A judge humbly speaks of the deep pride he took from putting on his robe every morning. Parents of a slain young man lament the light sentence handed to their son's killer. A stabbing victim speaks compassionately about his attackers. An incarcerated mother relives saying goodbye to her young daughter.
We Are Witnesses is a video series about the millions of Americans whose lives are entwined in our criminal justice system. It is about the soul-destroying court bureaucracy, the unending trauma of being a crime victim, the pain of a parent (whether the child is criminal or crime victim), the misunderstood and the mistreated mentally ill. We Are Witnesses reveals a system that takes a toll on everyone it touches — guards, police, the incarcerated, crime victims, dads, moms, prosecutors, defenders, judges and kids — but also demonstrates the resilience of the human spirit in the face of adversity.
The stories of the witnesses do not fit into a neat ideological framework. We watch the video of Eric Garner being manhandled by police, nightstick against his throat, and share the pain of his daughter Erica as she recounts his death. But then we hear retired Officer Steve Osborne, who watches the same video, and sees a different story. The trauma of being an incarcerated juvenile on Riker’s Island is described by Ismael Nazario and Venida Browder, whose son Kalief was beaten by both guards and juveniles. And we also hear from Corrections Officer Tareaphe Richards, who reflects on the terrors and dangers of being a guard at Rikers and his belief that he needs to defend himself constantly. Who is right? Whose reality fits more neatly into our world-view?
We Are Witnesses was filmed in a Manhattan studio under the direction of Jenny Carchman, and is being distributed by The Marshall Project, Participant Media, and Conde Nast Entertainment. The witnesses sat against a plain backdrop and were asked to look into the camera and simply tell their stories. Their answers touch on some of the most elemental questions about the human psyche. How do people recover from trauma? How do they endure pain — of violence, injustice or loss of a loved one — and not succumb to anger and despair? How do they rebuild their lives?
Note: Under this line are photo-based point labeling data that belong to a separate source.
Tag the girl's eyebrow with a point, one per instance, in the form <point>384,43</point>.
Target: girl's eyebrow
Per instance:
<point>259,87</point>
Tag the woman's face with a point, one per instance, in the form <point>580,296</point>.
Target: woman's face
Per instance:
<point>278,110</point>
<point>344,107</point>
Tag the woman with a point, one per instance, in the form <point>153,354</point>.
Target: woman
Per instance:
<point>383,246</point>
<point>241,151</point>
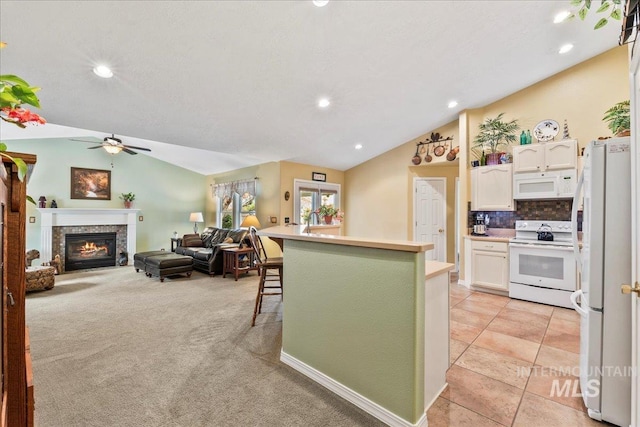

In creating We Are Witnesses, I wanted to expose the profound injustices and inefficiencies in our system of crime and punishment. As the witnesses reveal themselves, the films become more a celebration of the strength of everyday men and women. My hope is that We Are Witnesses will make us reexamine the toll of mass incarceration, while also honoring how those who encounter the system retain their dignity.